Schuette admitted smoking pot, and Byrum owned him, noting "it wasn't a gateway drug for you, Bill!" (I wonder who the lucky guy was who got to have a session with Bill back in the day!?)

In 2010, he was elected Attorney General. He was re-elected in 2014.

Schuette is known to pour coffee for guests at events he hosts and for media interviews. It's a fantastic tool to engage people, and Schuette is known for doing it since he first ran for office decades ago.

In preparation for 2018, Schuette has been keeping busy. He has sent staff members to GOP county conventions to thank delegates and spread Schuette's message, also reminding them he is still around.

He has been heavily lobbying the legislature in the lame duck, encouraging Michiganders to oppose State Rep. Joe Haveman's corrections reform bills.

He has sent two different Christmas cards to activists across the state, and is now gearing up for a big breakfast event at Gov. Snyder's inauguration. He has also held events at the MIGOP convention, and has been doing Lincoln Day dinners across the state his entire term in office.

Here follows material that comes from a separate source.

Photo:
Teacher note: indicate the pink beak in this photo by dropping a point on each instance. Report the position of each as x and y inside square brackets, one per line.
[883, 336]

If one needed any proof that Schuette was a candidate, look no further than his MLive BallotBash interview. Go to the 21 minute mark and listen to him talk about pot reform. He is smartly shifting from anti pot crusader to moderate pot watchdog-he may even be open to legalized regulation, depending on how the bill is written.

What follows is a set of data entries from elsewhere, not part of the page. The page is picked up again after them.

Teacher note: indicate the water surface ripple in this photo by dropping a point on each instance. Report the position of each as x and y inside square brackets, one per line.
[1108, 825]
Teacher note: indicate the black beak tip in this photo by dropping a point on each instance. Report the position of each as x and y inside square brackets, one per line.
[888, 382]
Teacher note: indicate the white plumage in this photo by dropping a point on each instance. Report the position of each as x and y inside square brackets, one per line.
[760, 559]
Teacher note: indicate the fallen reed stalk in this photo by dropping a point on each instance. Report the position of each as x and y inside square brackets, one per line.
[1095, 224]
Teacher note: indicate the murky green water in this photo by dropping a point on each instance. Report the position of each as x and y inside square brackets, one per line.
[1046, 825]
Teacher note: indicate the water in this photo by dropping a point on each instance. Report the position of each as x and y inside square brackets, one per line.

This is no subtle change in rhetoric-this is a monumental shift. And Schuette, the brilliant political tactician he is, even gets a "keep pot away from kids" bit in there-he appeases multiple sides of the debate with his nuanced answer...

He has some work to do on the gay marriage front, but it's an easy fix there. Get the government out of marriage in order to protect churches from being forced to do something, yet let gays (and interested straights) enter into private civil marriage contracts. Or some deviation. He will gain libertarian and independent support, and would hold his conservative base. The only issue they fault him for is "Baker Farms," and he has a few years to handle those folks.

Schuette could end up in a heated primary with someone like Lt. Gov. Calley... That would be interesting... And in the general, perhaps someone like Detroit Mayor Mike Duggan?

Whatever happens, things are going to be interesting...  


Brandon Hall is a lifelong political nerd from Grand Haven, and is the Managing Editor of West Michigan Politics.